The Riemannian Trust-Regions Solver

The aim is to solve an optimization problem on a manifold

\[\operatorname*{min}_{x ∈ \mathcal{M}} F(x)\]

by using the Riemannian trust-regions solver. It is number one choice for smooth optimization. This trust-region method uses the Steihaug-Toint truncated conjugate-gradient method truncated_conjugate_gradient_descent to solve the inner minimization problem called the trust-regions subproblem. This inner solver can be preconditioned by providing a preconditioner (symmetric and positive definite, an approximation of the inverse of the Hessian of $F$). If no Hessian of the cost function $F$ is provided, a standard approximation of the Hessian based on the gradient $\operatorname{grad}F$ with ApproxHessianFiniteDifference will be computed.

Initialization

Initialize $x_0 = x$ with an initial point $x$ on the manifold. It can be given by the caller or set randomly. Set the initial trust-region radius $\Delta =\frac{1}{8} \bar{\Delta}$ where $\bar{\Delta}$ is the maximum radius the trust-region can have. Usually one uses the root of the manifold's dimension $\operatorname{dim}(\mathcal{M})$. For accepting the next iterate and evaluating the new trust-region radius, one needs an accept/reject threshold $\rho' ∈ [0,\frac{1}{4})$, which is $\rho' = 0.1$ on default. Set $k=0$.

Iteration

Repeat until a convergence criterion is reached

  1. Set $η$ as a random tangent vector if using randomized approach. Else set $η$ as the zero vector in the tangential space $T_{x_k}\mathcal{M}$.
  2. Set $η^*$ as the solution of the trust-region subproblem, computed by the tcg-method with $η$ as initial vector.
  3. If using randomized approach, compare $η^*$ with the Cauchy point $η_{c}^* = -\tau_{c} \frac{\Delta}{\lVert \operatorname{Grad}[F] (x_k) \rVert_{x_k}} \operatorname{Grad}[F] (x_k)$ by the model function $m_{x_k}(⋅)$. If the model decrease is larger by using the Cauchy point, set $η^* = η_{c}^*$.
  4. Set ${x}^* = \operatorname{retr}_{x_k}(η^*)$.
  5. Set $\rho = \frac{F(x_k)-F({x}^*)}{m_{x_k}(η)-m_{x_k}(η^*)}$, where $m_{x_k}(⋅)$ describes the quadratic model function.
  6. Update the trust-region radius:$\Delta = \begin{cases}\frac{1}{4} \Delta &\text{ if } \rho < \frac{1}{4} \, \text{or} \, m_{x_k}(η)-m_{x_k}(η^*) \leq 0 \, \text{or} \, \rho = \pm ∈ fty , \\\operatorname{min}(2 \Delta, \bar{\Delta}) &\text{ if } \rho > \frac{3}{4} \, \text{and the tcg-method stopped because of negative curvature or exceeding the trust-region},\\\Delta & \, \text{otherwise.}\end{cases}$
  7. If $m_{x_k}(η)-m_{x_k}(η^*) \geq 0$ and $\rho > \rho'$ set $x_k = {x}^*$.
  8. Set $k = k+1$.

Result

The result is given by the last computed $x_k$.

Remarks

To the initialization: a random point on the manifold.

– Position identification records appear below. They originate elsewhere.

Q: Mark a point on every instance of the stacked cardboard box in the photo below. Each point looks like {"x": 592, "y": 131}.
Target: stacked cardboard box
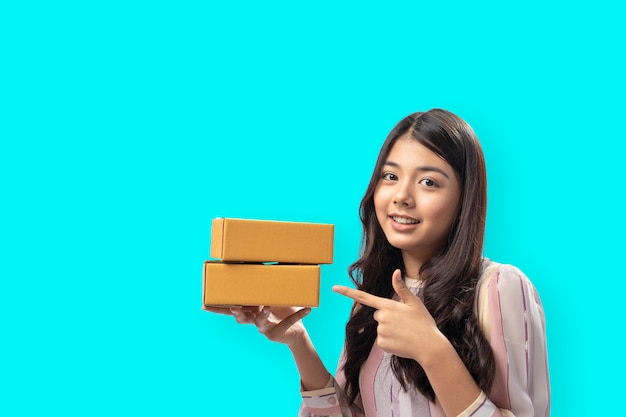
{"x": 266, "y": 262}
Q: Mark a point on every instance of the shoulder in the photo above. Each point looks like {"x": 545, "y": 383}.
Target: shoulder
{"x": 511, "y": 298}
{"x": 506, "y": 281}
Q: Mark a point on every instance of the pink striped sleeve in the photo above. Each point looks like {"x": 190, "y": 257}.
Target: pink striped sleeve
{"x": 518, "y": 339}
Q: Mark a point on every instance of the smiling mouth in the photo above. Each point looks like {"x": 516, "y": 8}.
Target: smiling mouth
{"x": 404, "y": 220}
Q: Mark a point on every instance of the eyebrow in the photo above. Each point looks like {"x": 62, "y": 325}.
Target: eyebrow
{"x": 427, "y": 168}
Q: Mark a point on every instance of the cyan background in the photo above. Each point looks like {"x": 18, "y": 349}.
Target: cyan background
{"x": 126, "y": 127}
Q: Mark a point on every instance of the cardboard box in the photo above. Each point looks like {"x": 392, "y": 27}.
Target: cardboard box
{"x": 242, "y": 240}
{"x": 258, "y": 284}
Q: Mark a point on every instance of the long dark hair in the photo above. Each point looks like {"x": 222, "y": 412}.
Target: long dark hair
{"x": 450, "y": 276}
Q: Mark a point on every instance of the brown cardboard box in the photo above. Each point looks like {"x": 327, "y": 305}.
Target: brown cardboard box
{"x": 242, "y": 240}
{"x": 258, "y": 284}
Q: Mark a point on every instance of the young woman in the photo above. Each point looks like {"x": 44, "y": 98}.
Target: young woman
{"x": 436, "y": 329}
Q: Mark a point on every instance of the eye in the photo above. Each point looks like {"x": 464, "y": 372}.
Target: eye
{"x": 388, "y": 176}
{"x": 428, "y": 182}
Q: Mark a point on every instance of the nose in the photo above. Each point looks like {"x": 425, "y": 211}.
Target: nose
{"x": 403, "y": 195}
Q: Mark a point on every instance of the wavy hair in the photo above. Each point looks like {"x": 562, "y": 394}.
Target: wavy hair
{"x": 450, "y": 276}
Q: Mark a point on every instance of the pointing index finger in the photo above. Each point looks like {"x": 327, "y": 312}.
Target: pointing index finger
{"x": 362, "y": 297}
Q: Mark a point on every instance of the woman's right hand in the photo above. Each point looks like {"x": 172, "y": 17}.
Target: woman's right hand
{"x": 278, "y": 324}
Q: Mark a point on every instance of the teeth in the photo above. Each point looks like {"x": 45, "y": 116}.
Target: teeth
{"x": 404, "y": 220}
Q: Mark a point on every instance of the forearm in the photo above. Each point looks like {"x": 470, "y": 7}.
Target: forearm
{"x": 313, "y": 373}
{"x": 454, "y": 386}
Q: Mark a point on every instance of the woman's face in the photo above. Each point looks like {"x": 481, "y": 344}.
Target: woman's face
{"x": 416, "y": 199}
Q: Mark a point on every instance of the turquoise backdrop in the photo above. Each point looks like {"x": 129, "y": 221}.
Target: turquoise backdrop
{"x": 125, "y": 127}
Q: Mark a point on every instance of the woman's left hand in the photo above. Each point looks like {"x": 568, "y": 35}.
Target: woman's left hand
{"x": 405, "y": 327}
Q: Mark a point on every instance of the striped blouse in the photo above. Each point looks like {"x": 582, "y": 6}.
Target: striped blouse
{"x": 510, "y": 314}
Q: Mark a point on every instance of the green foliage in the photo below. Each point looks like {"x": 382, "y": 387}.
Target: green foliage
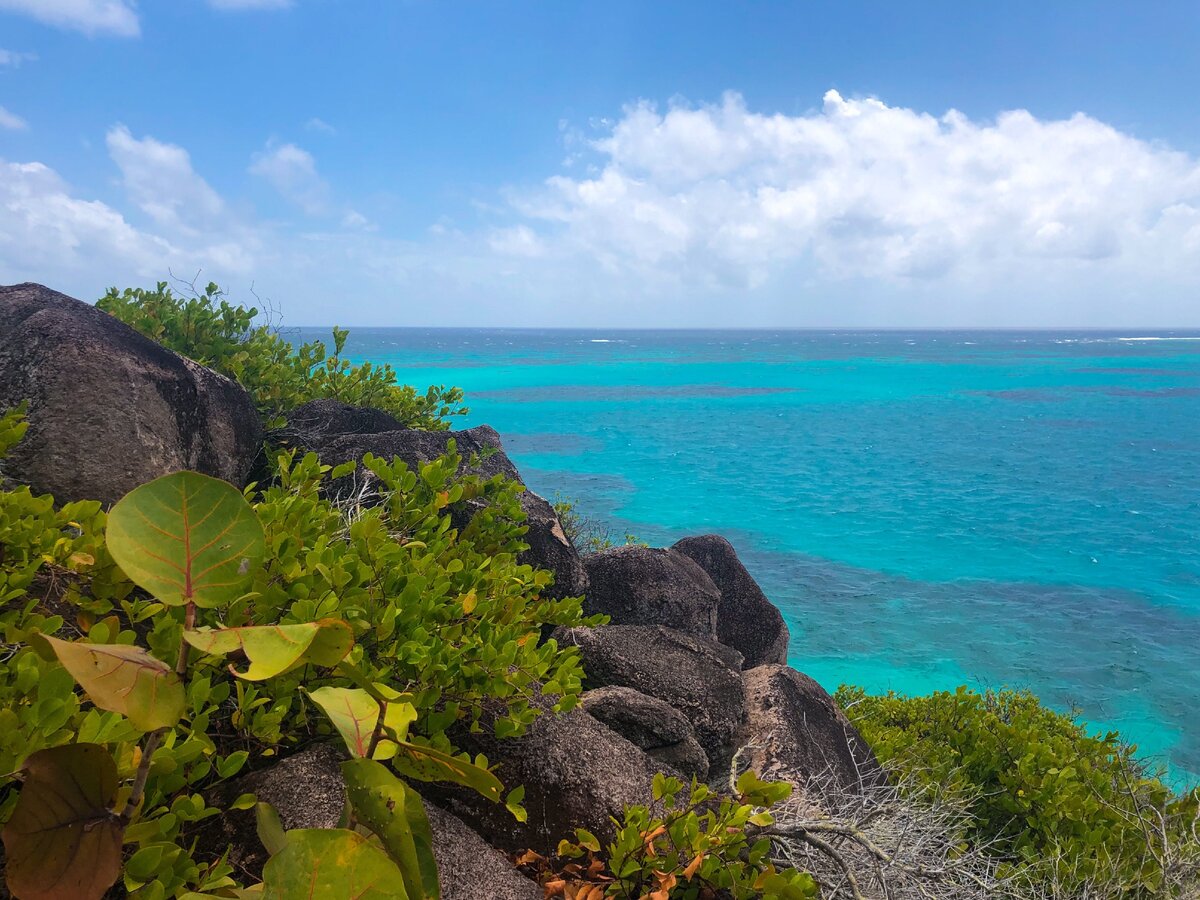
{"x": 691, "y": 844}
{"x": 280, "y": 377}
{"x": 587, "y": 534}
{"x": 1072, "y": 808}
{"x": 391, "y": 604}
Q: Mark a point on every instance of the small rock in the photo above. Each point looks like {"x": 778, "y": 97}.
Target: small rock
{"x": 339, "y": 433}
{"x": 468, "y": 869}
{"x": 576, "y": 772}
{"x": 797, "y": 733}
{"x": 108, "y": 408}
{"x": 654, "y": 725}
{"x": 646, "y": 586}
{"x": 745, "y": 618}
{"x": 696, "y": 677}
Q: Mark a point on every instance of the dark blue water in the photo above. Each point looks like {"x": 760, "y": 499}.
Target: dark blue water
{"x": 928, "y": 509}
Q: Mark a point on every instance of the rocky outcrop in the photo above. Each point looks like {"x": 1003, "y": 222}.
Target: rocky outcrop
{"x": 797, "y": 733}
{"x": 647, "y": 586}
{"x": 745, "y": 619}
{"x": 306, "y": 790}
{"x": 654, "y": 725}
{"x": 340, "y": 433}
{"x": 697, "y": 677}
{"x": 469, "y": 869}
{"x": 108, "y": 408}
{"x": 576, "y": 772}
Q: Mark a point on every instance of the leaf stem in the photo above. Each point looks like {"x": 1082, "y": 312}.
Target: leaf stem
{"x": 139, "y": 780}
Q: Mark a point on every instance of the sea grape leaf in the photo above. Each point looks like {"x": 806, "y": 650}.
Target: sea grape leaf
{"x": 355, "y": 714}
{"x": 64, "y": 841}
{"x": 331, "y": 863}
{"x": 429, "y": 765}
{"x": 125, "y": 679}
{"x": 186, "y": 538}
{"x": 396, "y": 815}
{"x": 273, "y": 649}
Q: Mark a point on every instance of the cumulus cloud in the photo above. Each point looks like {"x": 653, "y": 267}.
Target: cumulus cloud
{"x": 159, "y": 178}
{"x": 93, "y": 17}
{"x": 12, "y": 59}
{"x": 731, "y": 197}
{"x": 11, "y": 121}
{"x": 293, "y": 173}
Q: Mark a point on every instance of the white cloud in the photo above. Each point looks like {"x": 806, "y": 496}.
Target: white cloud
{"x": 732, "y": 198}
{"x": 11, "y": 121}
{"x": 319, "y": 125}
{"x": 16, "y": 60}
{"x": 93, "y": 17}
{"x": 293, "y": 173}
{"x": 159, "y": 178}
{"x": 250, "y": 4}
{"x": 516, "y": 241}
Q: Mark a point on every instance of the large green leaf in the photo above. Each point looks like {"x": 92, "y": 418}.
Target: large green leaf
{"x": 186, "y": 538}
{"x": 273, "y": 649}
{"x": 429, "y": 765}
{"x": 318, "y": 863}
{"x": 124, "y": 679}
{"x": 355, "y": 714}
{"x": 396, "y": 815}
{"x": 64, "y": 841}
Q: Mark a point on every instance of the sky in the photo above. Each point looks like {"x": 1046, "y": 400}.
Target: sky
{"x": 690, "y": 165}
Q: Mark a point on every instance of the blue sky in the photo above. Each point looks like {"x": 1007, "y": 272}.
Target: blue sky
{"x": 613, "y": 163}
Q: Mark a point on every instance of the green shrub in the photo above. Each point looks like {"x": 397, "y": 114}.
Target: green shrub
{"x": 690, "y": 844}
{"x": 587, "y": 534}
{"x": 1077, "y": 809}
{"x": 441, "y": 622}
{"x": 280, "y": 377}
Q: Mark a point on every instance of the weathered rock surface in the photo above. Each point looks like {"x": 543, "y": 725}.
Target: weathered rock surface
{"x": 648, "y": 586}
{"x": 111, "y": 409}
{"x": 339, "y": 433}
{"x": 745, "y": 618}
{"x": 306, "y": 790}
{"x": 653, "y": 724}
{"x": 697, "y": 677}
{"x": 577, "y": 773}
{"x": 797, "y": 733}
{"x": 469, "y": 869}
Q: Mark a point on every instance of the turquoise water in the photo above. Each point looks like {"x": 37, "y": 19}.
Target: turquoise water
{"x": 928, "y": 509}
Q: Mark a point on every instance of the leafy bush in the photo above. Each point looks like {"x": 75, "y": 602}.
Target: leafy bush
{"x": 280, "y": 377}
{"x": 1078, "y": 810}
{"x": 388, "y": 612}
{"x": 691, "y": 844}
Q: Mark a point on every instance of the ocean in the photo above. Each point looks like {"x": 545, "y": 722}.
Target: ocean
{"x": 928, "y": 509}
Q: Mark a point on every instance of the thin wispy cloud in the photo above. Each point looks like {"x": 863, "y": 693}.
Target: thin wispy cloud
{"x": 91, "y": 17}
{"x": 292, "y": 171}
{"x": 11, "y": 121}
{"x": 12, "y": 59}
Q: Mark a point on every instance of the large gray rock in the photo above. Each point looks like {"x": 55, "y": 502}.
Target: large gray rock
{"x": 699, "y": 678}
{"x": 468, "y": 868}
{"x": 745, "y": 618}
{"x": 108, "y": 408}
{"x": 306, "y": 790}
{"x": 647, "y": 586}
{"x": 576, "y": 772}
{"x": 653, "y": 724}
{"x": 797, "y": 733}
{"x": 339, "y": 433}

To step number 1: using a randomized approach means using a random tangent vector as initial vector for the approximate solve of the trust-regions subproblem. If this is the case, keep in mind that the vector must be in the trust-region radius. This is achieved by multiplying η by sqrt(4,eps(Float64)) as long as its norm is greater than the current trust-region radius $\Delta$. For not using randomized approach, one can get the zero tangent vector.

To step number 2: obtain $η^*$ by (approximately) solving the trust-regions subproblem

\[\operatorname*{arg\,min}_{η ∈ T_{x_k}\mathcal{M}} m_{x_k}(η) = F(x_k) + \langle \operatorname{grad}F(x_k), η \rangle_{x_k} + \frac{1}{2} \langle \operatorname{Hess}[F](η)_ {x_k}, η \rangle_{x_k}\]

\[\text{s.t.} \; \langle η, η \rangle_{x_k} \leq {\Delta}^2\]

with the Steihaug-Toint truncated conjugate-gradient (tcg) method. The problem as well as the solution method is described in the truncated_conjugate_gradient_descent. In this inner solver, the stopping criteria StopIfResidualIsReducedByFactor and StopIfResidualIsReducedByPower are used so that superlinear or at least linear convergence in the trust-region method can be achieved.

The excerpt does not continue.